Determining if source backups were successful is complicated, especially if there are multiple policies and schedules defined for that source and if there are multiple streams per backup set. Also there needs to be an established cutoff time to determine what to do if a source is still running or has not made all of its attempts.
The following criteria is considered:
1. If a source fails all of its jobs it is failed.
2. If a source successfully completes all of its jobs it is successful.
3. If a source completes all of its jobs with status 1 (skipped files) it was partially successful and probably OK.
4. If a source has a mixture of successful jobs and failed jobs, it needs further examination to determine if the jobs were truly successful.
Now, there is logic that can be applied to #4 in order to programmatically determine whether a source was successful or not, but that logic varies from customer to customer.

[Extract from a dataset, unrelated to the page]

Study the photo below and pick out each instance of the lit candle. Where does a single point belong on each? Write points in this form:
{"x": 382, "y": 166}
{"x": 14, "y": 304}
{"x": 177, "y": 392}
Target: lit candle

Sources Consecutive Failure
Evaluates sources where consecutive backups have failed or no backups have occurred for consecutive days. This rule examines the past 14 days of history, providing insights to possible problematic areas.
Best Practice: Schedule this rule to run every day at the end of the backup window. This rule works with any backup product.
Sources with No Recent Backups
Reviews details of sources that have not been backed up in a defined number of days to help determine if the sources are at risk.
Specify the number of days for which backups have not occurred to determine the risk.
Storage Rules
Host Multi-Pathing Exposure
Identifies hosts that are at risk because they have less than the specified number of paths. Examines LUN mappings of hosts that do not have multiple HBA ports and Array ports configured between a host and a LUN. Normally, the requirement is 2 HBA and 2 Array ports are configured, so when any HBA or Array port fails, there is another port to keep the connection between the host and the LUN.
Hot Array Ports
Identifies overactive array ports, which may indicate a risk to application performance.
Array port performance data is examined to identify spikes in data transferred.
Hot LUNs by Read IO
Reveals spikes in Read I/O performance metrics, which may indicate an area of risk. This rule uses a unique yet simple algorithm to identify abnormal performance patterns.
Hot LUNs by Read Response
Reveals spikes in Read Response Time metrics, which may indicate an area of risk. This rule uses a unique yet simple algorithm to identify abnormal performance patterns.
Hot LUNs by Write IO
Reveals spikes in Write I/O activity, which may indicate an area of risk. This rule uses a unique yet simple algorithm to identify abnormal performance patterns.
Hot LUNs by Write Response
Reveals spikes in Write Response Time metrics, which may indicate an area of risk. This rule uses a unique yet simple algorithm to identify abnormal performance patterns.
Thin Pool Forecast
Uses multi-vendor and multi-metric pool capacity and forecast data to identify storage at risk.
Virtualization Rules
VM Datastore Forecast
Examines VMWare datastore statistics for the number of weeks in the defined period to forecast the date when storage will run out within a three year period.
VM Guest Disk Forecast
Examines VMWare guest disk statistics for the number of weeks in the defined period to forecast the date when storage will run out within a three year period.